Fresno amateur boxer Marc Castro has his eyes on the 2020 Summer Olympics in Tokyo.
For now the Fresno native hopes to keep adding to his amateur title collection. And he has another chance in the coming days.
Castro, 16, will compete Sunday through July 2 as part of three national tournaments in Dallas. The Junior Olympic, Prep National and Youth Open Championships will be at the Kay Bailey Hutchison Convention Center.
12 National titles won by amateur boxer Marc Castro, a 16-year-old from Fresno
Last weekend in Whittier, the 118-pounder was awarded a World Boxing Council amateur title at the Green Belt Challenge-California.
It continued a run that began with his first big tournament title in 2012 in Oxnard, where he became the Adidas National Champion for his age group.
105-6 Castro’s career amateur record, with his first win coming at age 8
The Sunnyside High School student is a 12-time national champion overall and 105-6 in his amateur career.

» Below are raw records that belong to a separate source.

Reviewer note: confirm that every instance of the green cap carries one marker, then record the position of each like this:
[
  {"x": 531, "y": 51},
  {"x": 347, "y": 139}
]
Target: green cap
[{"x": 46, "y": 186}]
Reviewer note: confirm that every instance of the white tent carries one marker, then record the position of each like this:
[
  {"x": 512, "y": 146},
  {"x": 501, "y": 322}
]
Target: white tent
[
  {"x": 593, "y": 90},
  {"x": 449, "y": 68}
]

In September, Castro was the lone American to win gold at the AIBA Junior Worlds in St. Petersburg, Russia.
His main goal, he said, is to “stay unsatisfied with my accomplishments.”
“Can’t be too bigheaded about myself,” Castro said. “Just stay humble.”

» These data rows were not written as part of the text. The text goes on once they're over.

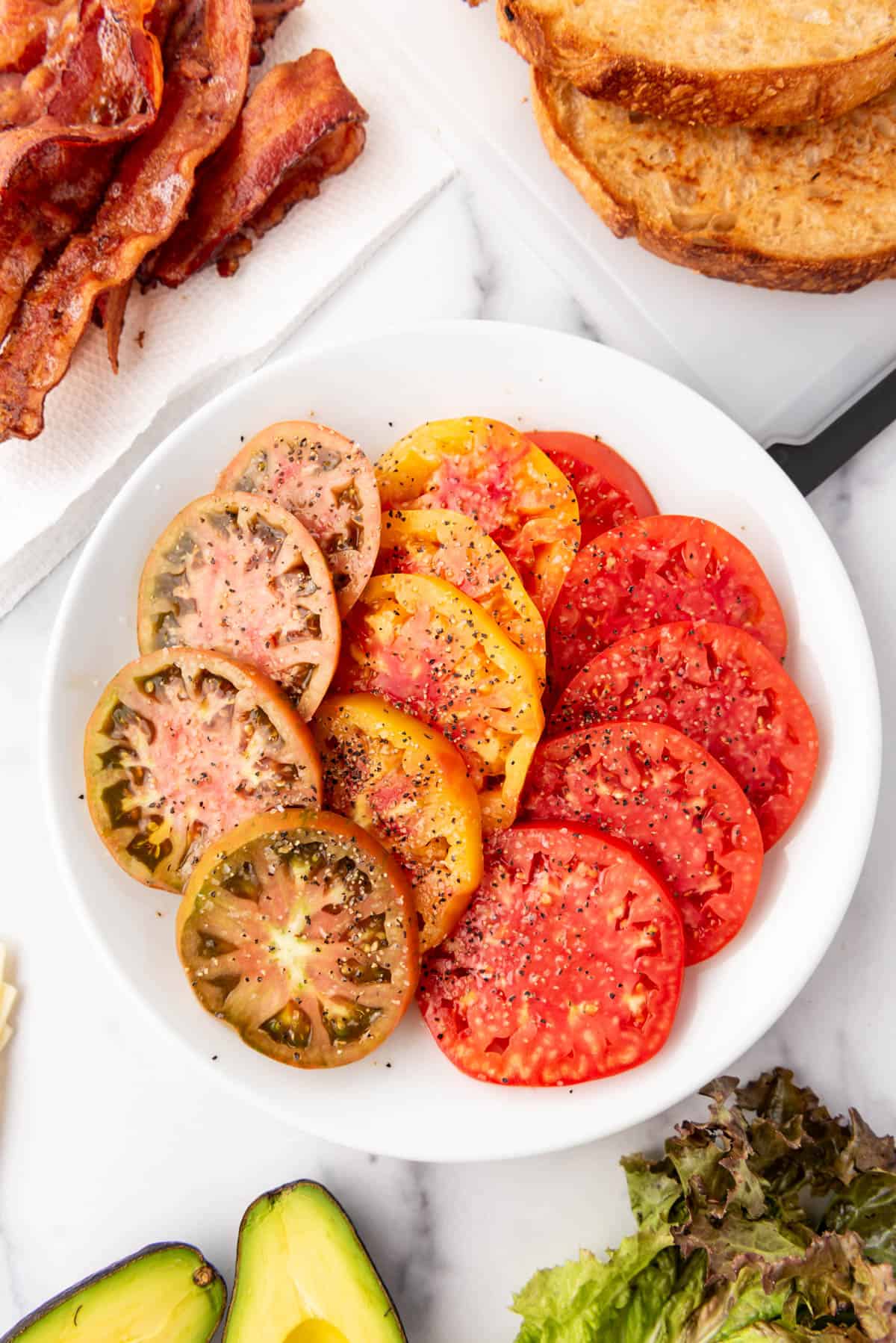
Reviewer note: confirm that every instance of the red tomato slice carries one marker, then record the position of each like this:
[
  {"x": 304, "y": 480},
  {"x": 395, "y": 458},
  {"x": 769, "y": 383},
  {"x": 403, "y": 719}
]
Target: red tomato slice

Stay unsatisfied with my accomplishments.
Castro on how he motivates himself to add to his haul of national and international boxing titles
Castro understands word of his national feats gets around in amateur circles, and he’s learned to expect that opponents will raise their game. When one tournament is done, he quickly turns his attention to the next.
“After I win a tournament, I like to stay active,” he said. “Just like to stay on top, because sometimes people wonder, ‘Did (I) get better or did I start declining?’ ”

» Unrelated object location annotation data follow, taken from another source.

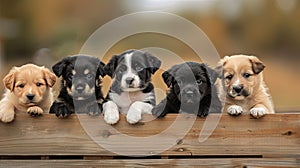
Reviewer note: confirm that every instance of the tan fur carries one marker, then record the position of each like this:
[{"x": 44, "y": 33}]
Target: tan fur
[
  {"x": 20, "y": 82},
  {"x": 258, "y": 98}
]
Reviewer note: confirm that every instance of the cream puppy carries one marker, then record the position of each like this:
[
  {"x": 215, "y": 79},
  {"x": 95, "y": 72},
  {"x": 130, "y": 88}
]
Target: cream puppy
[
  {"x": 28, "y": 90},
  {"x": 243, "y": 86}
]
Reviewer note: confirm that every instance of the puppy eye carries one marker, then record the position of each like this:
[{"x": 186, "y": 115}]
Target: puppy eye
[
  {"x": 89, "y": 76},
  {"x": 247, "y": 75},
  {"x": 229, "y": 77},
  {"x": 70, "y": 77},
  {"x": 139, "y": 68},
  {"x": 199, "y": 82},
  {"x": 38, "y": 84},
  {"x": 179, "y": 81},
  {"x": 21, "y": 85}
]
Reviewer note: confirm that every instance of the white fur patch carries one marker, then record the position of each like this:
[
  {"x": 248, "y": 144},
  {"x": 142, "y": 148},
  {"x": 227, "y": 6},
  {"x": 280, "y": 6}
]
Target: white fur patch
[
  {"x": 111, "y": 112},
  {"x": 258, "y": 112},
  {"x": 86, "y": 71},
  {"x": 130, "y": 74},
  {"x": 235, "y": 110},
  {"x": 136, "y": 110}
]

Castro, nicknamed “Sharkey,” admits boxing wasn’t his first love. It was soccer, but that changed after his father took him to a gym as part of “a daily routine” and the athlete and sport eventually found a fit.
Not that it was easy.
“I used to like soccer way more,” Castro said. “I had to do boxing because my dad used to box and I entered tournaments, and I did well and I kept liking it and I continued boxing … fell in love with boxing. I fell in love with the winning.”
Castro’s first fight was at age 8, and four years later he won his first national tournament title.
After that, he says, “I took it serious.”
Tony Castro keeps his son focused.
“A lot of people get bigheaded because they’re a champion,” he said. “Then you don’t become focused like you’re supposed to be. What I tell him, ‘Where you’re at right now you have to train twice as hard, because they know who you are and they’re training to beat you. In their mind, they have a picture of you on their punching bag.’ ”
Castro’s run to his bantamweight world title last year included a unanimous decision over Czech Republic’s Artur Sachbazjan in the quarterfinals, a first-round technical knockout of Azerbaijan’s Orkhan Hasanov in the semifinals and a 30-27, 30-26, 30-27 unanimous decision over Cuba’s Alexei Rodriguez in the final.
That experience overseas helped Castro better understand international competition, he said.
“Different styles,” he said. “Some techniques you see and some awkward fighters, as well.”
Castro, ranked No. 1 by USA Boxing in the youth men’s bantamweight division (123), will be watching the Rio de Janeiro Olympics in August. It’s too soon for him to be on that stage, so he’ll root for a U.S. team that has not won Olympic gold since Andre Ward did in 2004.
If that drought continues into 2020, when Castro will be 19, he hopes to be among those in position to end it.
Go to the Olympics and win the gold medal.
Castro on one of his big longer-term goals
“I’d like to go to the Olympics and represent Team USA in Japan,” he said. “Win the gold medal there and after that most likely turn pro.”